Monday, May. 21, 1951
The New Shows
Strike It Rich (weekdays 11:30 a.m., CBS-TV), a veteran radio giveaway, makes its TV bow with a noisy M.C. (Warren Hull), an even noisier studio audience, and a batch of contestants who can win as much as $500 (sample question: "What great U.S. President married Martha Custis?"). Before, during and after the questions, Sponsor Colgate-Palmolive-Peet hawks its products with giant display cards, man-sized toothpaste tubes, animated cartoons, singing commercials, and free samples dumped in each contestant's lap.
Altar Bound (weekdays 4:15 P-M)-, ABC), transcribed at Los Angeles' Marriage License Bureau, turns loose an exclamatory interviewer named Bob Moon ("You say you're a handbag manufacturer!") on a succession of soon-to-be-wed couples. The ensuing chitchat, enlivened by gushing superlatives, arch evasions and coy giggles, makes no major contribution to the art of man-on-the-street interviewing.

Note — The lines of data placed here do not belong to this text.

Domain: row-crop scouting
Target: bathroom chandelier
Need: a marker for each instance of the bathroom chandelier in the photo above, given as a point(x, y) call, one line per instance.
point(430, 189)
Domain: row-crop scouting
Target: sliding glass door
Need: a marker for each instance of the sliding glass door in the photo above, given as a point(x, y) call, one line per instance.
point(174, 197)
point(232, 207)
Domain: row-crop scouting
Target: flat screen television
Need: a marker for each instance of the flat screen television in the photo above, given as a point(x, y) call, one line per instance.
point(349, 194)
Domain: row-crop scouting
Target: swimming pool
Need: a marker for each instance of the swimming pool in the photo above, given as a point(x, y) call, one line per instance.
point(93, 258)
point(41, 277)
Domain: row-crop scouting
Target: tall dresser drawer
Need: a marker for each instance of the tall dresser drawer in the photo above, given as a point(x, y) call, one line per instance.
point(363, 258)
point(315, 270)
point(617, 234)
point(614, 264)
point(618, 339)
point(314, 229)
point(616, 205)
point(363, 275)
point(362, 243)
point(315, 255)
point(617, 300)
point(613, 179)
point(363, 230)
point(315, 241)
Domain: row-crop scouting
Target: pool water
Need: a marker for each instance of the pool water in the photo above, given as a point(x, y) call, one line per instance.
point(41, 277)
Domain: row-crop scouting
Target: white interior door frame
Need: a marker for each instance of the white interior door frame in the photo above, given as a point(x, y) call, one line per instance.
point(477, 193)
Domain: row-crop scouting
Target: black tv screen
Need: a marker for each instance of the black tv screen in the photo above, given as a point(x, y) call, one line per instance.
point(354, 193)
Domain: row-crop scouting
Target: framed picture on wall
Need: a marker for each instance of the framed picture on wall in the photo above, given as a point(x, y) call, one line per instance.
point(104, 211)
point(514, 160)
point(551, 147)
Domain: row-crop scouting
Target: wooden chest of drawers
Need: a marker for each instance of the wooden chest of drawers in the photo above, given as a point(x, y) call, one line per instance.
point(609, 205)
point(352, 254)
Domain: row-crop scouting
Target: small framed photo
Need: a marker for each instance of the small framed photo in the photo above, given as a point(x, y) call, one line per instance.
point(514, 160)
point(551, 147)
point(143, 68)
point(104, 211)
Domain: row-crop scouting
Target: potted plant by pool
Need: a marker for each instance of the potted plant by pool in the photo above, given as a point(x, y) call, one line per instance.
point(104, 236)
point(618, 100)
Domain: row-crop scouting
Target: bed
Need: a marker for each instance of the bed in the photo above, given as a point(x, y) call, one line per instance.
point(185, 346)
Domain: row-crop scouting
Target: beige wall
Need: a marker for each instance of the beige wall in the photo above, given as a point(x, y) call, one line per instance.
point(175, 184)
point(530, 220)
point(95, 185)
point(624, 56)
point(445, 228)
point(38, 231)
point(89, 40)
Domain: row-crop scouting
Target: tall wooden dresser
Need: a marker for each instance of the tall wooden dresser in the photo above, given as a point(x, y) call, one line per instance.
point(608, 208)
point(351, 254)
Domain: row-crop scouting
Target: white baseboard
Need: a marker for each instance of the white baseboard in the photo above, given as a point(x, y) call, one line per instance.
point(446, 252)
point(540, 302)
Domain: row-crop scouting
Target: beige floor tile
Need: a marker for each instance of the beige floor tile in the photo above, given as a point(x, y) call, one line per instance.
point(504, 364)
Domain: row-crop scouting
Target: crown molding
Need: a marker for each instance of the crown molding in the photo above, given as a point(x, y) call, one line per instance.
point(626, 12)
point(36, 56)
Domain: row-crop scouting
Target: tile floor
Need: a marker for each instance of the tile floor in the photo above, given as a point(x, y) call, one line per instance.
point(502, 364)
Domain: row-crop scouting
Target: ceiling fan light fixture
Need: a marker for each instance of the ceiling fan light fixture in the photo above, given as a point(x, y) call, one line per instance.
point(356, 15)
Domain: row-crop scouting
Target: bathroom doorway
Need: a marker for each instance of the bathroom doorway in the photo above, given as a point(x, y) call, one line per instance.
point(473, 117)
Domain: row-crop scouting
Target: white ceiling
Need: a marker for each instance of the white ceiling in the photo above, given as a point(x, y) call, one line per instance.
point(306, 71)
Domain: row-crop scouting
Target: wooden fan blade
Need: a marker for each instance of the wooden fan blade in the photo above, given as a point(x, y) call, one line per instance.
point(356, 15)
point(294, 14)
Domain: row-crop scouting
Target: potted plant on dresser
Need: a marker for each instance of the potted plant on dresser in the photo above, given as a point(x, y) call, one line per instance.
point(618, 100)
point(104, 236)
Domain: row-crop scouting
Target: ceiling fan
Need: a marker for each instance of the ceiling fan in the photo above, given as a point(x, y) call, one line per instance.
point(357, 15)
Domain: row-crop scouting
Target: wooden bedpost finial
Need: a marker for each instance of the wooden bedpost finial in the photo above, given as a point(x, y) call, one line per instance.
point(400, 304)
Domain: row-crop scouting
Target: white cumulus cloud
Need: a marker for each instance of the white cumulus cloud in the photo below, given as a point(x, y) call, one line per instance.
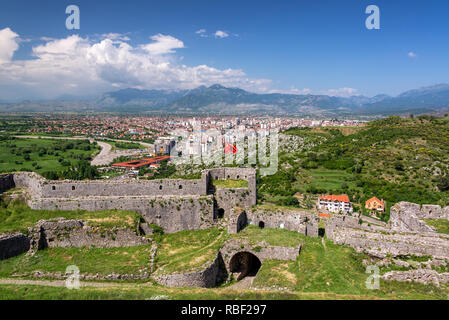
point(221, 34)
point(9, 43)
point(82, 66)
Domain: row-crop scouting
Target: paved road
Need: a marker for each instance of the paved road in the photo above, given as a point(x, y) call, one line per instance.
point(106, 155)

Family Circle (weekdays 3 p.m., ABC) is a collection of songs, verse, interviews and chatter, propelled through the wasteland of daytime radio by a glib and determinedly jolly M.C. named Walter Kiernan. Typical guest: Actress Sarah Churchill, who was allowed to tell the plot of her current Broadway show, Gramercy Ghost. In exchange, Kiernan asked how her father, Winston Churchill, felt about her becoming an actress ("he thought it was a whim").
Pentagon-Washington (Sun. 8:30p.m., Du Mont) is a joint effort of the network and the U.S. Department of Defense, devoted mainly to a briefing on the Korean war, with long and necessarily dated reports filed by spokesmen for the Army, Navy & Air Force. The filmed show ends with newsmen asking obviously prepared questions of Secretary of the Air Force Thomas K. Finletter and getting obviously prepared answers.